Among the pioneering spirits who have promoted the movement of Buddhist concepts to our Judeo-Christian shores, we find a remarkably high proportion of teachers and practitioners of Hebrew extraction. Many have avowed that they had failed to find spiritual nourishment--or even relevancy--in the pastures of their forefathers. What I now discern is a tendency in some places to suggest, "Well, we're not all that different after all. Let's gloss over the minor discrepancies of form and become one big, happy family."

This ignores some very major incompatibilities. On the one hand is a religion that is theistic, dualistic, "revealed" and ethnocentric. On the other, a cosmology that is agnostic, non-dualistic, self-revealing and universal. Reappraising the Buddha's teaching in the light of modernity is one thing; dragging in extraneous matter from our conditioning is another. Bending over backwards to fit the square peg of upbringing into the round hole of shunyata (emptiness) puts an intolerable strain on the spine of the psyche.
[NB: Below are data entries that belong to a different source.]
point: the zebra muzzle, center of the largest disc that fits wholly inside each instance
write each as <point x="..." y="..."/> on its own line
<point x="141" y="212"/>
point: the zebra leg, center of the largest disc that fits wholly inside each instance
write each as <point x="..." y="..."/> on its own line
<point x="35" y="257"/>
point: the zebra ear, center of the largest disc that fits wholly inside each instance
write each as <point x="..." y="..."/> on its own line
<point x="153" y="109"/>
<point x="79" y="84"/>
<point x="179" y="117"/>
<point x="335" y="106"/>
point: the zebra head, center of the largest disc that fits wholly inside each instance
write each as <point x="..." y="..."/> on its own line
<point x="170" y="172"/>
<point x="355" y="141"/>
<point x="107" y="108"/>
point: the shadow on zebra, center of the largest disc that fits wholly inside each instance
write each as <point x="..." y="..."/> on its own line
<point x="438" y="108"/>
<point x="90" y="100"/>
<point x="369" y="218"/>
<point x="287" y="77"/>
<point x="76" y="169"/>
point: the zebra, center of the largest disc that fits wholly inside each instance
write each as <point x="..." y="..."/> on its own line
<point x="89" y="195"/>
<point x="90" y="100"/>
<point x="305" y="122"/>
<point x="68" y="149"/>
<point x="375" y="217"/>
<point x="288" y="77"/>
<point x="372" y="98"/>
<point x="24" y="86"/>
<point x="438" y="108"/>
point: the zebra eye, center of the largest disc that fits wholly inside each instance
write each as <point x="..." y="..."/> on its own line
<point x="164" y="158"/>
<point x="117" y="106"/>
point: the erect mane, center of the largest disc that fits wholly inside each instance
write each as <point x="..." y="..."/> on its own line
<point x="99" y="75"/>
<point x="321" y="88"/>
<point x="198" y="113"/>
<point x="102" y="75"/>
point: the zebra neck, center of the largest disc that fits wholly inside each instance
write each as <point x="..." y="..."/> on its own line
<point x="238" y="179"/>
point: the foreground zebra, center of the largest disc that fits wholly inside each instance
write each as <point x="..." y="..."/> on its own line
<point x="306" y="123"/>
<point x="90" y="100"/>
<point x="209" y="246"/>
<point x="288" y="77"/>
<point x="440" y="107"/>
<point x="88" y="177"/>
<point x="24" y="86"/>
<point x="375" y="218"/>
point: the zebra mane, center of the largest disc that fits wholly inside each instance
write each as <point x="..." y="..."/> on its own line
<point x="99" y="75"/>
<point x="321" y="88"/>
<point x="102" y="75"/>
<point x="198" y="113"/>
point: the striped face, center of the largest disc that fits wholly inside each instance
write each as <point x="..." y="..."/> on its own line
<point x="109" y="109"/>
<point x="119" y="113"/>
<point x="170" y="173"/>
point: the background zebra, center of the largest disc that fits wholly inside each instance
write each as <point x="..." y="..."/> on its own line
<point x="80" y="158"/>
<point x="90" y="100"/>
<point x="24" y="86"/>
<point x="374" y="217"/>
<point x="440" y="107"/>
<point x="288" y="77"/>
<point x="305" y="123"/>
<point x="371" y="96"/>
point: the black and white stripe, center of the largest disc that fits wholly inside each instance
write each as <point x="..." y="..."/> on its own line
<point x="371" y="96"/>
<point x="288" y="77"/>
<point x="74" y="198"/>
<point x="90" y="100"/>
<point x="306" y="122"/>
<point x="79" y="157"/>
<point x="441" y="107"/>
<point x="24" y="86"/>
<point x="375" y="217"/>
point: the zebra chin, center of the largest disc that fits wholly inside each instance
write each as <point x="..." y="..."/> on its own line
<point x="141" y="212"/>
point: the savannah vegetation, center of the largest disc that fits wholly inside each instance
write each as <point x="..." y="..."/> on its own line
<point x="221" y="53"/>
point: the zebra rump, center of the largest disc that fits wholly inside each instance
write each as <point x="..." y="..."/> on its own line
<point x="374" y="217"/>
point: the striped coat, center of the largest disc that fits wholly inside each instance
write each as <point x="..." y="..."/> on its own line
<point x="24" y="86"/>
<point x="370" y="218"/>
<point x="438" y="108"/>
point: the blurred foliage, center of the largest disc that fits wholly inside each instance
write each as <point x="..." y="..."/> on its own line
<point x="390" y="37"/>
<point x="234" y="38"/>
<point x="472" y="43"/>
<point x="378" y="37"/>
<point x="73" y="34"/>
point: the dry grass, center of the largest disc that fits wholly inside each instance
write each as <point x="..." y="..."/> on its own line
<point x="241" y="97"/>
The courage the Buddha enjoins--the successive sheddings of wrong views--implies the recognition that you cannot have your strudel and eat it too, that the attachment to ancestral hand-me-downs and identities is basically yet another form of clinging. "Jubus," as they have been dubbed, are free to honor the cultural values of Judaism and its inestimable contributions to mankind's history without feeling called upon to integrate its traditions into the dharma. By appropriating the various Buddhist lineages to glamorize partisian loyalties, we are merely begetting degenerate hybrids. No meat, however kosher, can ever claim to be vegetarian.

How, with preset notions about who or what we are, can we undertake the journey to discover who or what we are not?